Causes: Boredom in stalls/tethers; painful disease or injury.
Effects: Teeth surfaces ground together repeatedly.
Tooth grinding is usually an indicator of pain in the pig and occurs in animals with serious internal injuries or disease. It may occur in animals with gastric ulceration, torsions, heart disease, pleuropneumonia or broken limbs. In some circumstances it may be a feature of boredom in stalled animals. The teeth being ground are the cheek teeth and they may become worn.
Mode of transmission
The condition is not transmissible as such. It occurs in association with chronic pain of any origin and, when behavioural in origin, may recur when fresh animals are kept in the same accommodation.
Animals may be seen grinding their teeth, but usually tooth grinding is heard after approaching or disturbing an injured or sick pig. The sound is quite distinctive and appears to resonate. It is most common in older pigs and usually occurs while the animal is dull and lying down. Occasionally it may be seen or heard in a stalled sow, but these animals often bite their bars rather than grind their teeth. There may be clinical signs of the underlying problem, such as a broken leg or a difficult parturition.
Tooth grinding is usually diagnosed by hearing the characteristic sound and sometimes by seeing rhythmic movements of the jaw. It can be mistaken for the sound of sows or pigs playing with stones in their mouths and is quite different from the chomping sounds associated with anger.

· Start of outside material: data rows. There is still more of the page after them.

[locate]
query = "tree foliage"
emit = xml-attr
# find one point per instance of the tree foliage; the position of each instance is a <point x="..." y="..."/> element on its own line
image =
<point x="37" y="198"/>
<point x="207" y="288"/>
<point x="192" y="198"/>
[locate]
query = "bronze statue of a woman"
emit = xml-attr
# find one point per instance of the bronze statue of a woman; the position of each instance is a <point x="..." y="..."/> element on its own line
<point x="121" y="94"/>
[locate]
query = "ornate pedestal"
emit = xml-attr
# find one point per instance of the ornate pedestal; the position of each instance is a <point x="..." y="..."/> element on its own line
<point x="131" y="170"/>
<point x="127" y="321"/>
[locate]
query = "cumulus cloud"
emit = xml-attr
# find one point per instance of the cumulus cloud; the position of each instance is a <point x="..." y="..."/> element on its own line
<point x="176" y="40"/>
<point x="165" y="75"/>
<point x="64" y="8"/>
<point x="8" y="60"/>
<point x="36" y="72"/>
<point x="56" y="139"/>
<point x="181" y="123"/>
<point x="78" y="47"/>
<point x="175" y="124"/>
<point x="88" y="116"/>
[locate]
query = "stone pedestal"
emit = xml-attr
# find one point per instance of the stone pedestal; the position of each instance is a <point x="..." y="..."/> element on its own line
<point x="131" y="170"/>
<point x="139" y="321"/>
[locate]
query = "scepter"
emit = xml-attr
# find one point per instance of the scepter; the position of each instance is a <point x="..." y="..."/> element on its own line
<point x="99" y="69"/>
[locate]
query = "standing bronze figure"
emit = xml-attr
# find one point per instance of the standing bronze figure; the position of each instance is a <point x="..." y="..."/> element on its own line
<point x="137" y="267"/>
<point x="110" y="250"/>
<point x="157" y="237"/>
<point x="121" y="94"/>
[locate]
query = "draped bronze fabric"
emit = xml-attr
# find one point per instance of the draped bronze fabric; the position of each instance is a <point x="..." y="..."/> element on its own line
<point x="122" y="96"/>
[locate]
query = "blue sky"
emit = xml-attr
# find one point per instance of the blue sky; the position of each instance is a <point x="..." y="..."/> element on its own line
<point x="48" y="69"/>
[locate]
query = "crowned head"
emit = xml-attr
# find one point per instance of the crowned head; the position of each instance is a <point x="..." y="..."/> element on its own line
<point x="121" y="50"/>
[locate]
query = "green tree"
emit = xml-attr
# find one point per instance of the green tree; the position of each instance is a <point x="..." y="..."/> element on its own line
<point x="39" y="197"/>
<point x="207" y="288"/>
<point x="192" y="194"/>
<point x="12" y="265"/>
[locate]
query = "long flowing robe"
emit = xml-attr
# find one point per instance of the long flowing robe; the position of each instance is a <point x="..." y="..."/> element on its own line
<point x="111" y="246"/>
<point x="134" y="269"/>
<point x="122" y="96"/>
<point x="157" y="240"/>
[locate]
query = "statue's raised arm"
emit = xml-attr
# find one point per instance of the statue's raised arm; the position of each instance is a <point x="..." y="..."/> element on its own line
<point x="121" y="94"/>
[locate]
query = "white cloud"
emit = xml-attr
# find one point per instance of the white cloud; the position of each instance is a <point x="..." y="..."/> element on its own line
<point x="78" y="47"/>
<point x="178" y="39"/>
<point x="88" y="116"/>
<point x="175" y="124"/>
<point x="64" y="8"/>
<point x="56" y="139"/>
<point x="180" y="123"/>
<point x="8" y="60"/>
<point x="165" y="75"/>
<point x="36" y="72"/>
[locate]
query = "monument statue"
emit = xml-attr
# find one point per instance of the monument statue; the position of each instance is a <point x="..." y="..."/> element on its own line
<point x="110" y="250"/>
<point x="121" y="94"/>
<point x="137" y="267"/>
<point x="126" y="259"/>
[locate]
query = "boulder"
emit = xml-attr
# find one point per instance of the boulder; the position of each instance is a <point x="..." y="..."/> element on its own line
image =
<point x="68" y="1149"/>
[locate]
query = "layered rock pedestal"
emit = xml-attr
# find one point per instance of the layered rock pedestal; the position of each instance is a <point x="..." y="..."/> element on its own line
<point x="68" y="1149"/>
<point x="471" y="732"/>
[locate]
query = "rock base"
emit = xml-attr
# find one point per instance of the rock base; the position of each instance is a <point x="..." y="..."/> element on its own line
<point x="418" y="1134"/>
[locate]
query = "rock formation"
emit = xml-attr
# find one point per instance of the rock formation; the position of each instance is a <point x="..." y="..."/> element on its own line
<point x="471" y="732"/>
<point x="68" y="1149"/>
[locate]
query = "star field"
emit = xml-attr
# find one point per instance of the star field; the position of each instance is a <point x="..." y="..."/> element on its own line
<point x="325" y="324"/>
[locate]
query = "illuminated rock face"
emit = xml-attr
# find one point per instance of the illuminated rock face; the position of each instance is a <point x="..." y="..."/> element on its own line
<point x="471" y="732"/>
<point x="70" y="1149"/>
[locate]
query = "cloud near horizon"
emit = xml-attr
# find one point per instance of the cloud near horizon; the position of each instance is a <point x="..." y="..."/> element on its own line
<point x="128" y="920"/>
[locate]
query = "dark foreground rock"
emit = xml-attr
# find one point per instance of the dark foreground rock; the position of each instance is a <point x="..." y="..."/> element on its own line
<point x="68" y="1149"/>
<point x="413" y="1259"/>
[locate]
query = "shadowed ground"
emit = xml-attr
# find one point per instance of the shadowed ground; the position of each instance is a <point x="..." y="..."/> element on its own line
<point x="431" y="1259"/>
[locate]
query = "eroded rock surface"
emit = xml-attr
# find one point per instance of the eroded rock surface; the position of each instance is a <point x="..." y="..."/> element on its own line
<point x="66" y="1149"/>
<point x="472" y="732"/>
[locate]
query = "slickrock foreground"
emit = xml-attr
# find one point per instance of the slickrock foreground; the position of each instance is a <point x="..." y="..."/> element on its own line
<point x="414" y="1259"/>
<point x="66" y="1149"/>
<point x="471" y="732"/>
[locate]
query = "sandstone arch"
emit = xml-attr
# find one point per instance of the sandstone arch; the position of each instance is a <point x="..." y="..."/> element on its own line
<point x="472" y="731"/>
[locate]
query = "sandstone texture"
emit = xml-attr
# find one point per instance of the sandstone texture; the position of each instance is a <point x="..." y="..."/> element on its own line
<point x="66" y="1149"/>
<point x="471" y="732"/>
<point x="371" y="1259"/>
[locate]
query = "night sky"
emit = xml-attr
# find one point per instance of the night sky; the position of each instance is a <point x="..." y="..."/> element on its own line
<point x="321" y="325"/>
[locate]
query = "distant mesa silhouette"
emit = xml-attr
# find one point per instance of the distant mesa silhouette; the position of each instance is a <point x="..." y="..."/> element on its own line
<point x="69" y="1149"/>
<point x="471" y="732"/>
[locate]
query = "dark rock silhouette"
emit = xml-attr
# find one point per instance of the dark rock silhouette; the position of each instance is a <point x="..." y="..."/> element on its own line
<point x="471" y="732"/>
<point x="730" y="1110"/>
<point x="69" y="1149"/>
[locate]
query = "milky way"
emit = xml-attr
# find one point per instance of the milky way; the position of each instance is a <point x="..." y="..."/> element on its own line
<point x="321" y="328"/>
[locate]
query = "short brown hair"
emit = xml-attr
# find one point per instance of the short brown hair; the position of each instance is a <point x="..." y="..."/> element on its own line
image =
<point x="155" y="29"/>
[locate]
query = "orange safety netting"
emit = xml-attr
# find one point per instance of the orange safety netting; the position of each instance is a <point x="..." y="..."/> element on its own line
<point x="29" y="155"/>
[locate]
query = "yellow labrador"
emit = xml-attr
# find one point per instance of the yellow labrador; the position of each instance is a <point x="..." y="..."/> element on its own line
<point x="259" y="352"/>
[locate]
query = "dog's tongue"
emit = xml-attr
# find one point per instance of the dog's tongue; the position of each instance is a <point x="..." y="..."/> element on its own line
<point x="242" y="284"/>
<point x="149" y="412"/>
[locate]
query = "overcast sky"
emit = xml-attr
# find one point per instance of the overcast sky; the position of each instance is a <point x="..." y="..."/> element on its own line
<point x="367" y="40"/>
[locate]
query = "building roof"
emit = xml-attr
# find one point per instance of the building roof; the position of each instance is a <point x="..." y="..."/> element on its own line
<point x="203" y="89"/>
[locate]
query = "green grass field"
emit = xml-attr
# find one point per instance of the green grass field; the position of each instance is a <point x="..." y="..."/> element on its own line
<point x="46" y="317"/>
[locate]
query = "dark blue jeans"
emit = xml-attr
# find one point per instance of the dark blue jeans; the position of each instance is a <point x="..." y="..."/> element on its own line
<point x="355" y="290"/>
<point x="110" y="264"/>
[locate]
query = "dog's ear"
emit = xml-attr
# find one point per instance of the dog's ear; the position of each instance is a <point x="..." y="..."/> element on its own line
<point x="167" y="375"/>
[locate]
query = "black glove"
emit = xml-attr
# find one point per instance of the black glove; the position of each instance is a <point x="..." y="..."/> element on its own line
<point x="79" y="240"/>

Once the sound has been heard, the animals responsible should be identified and examined more closely. The actual cause may then be determined. If there is no organic cause and inspection of the mouth is being considered, animals should be tranquillised, restrained physically and a gag inserted before any inspection of the oral cavity takes place. On no account should the hand be inserted into a pig's mouth without these precautions.
If grinding is a feature of a particular pig, then the cheek teeth may be worn when inspected at slaughter and the cause of the grinding may be apparent. Wear of the cheek teeth may be noted incidentally during extra-thorough post-mortem examinations, but is distinct from wear to the incisors, which is a feature of floor-fed pigs on limited rations.
Treatment and prevention
As tooth grinding is a sign of pain or boredom, then treatment and prevention is dependent upon correcting the underlying problem. Where pain is associated with a broken limb, the animal should be killed humanely. Where the pain is associated with a problem such as painful farrowing, assistance should be given and where it is associated with some systemic disease, the disease should be identified and treated. Where the cause is boredom, the animal can be freed if confined or be given a plaything or straw to reduce boredom.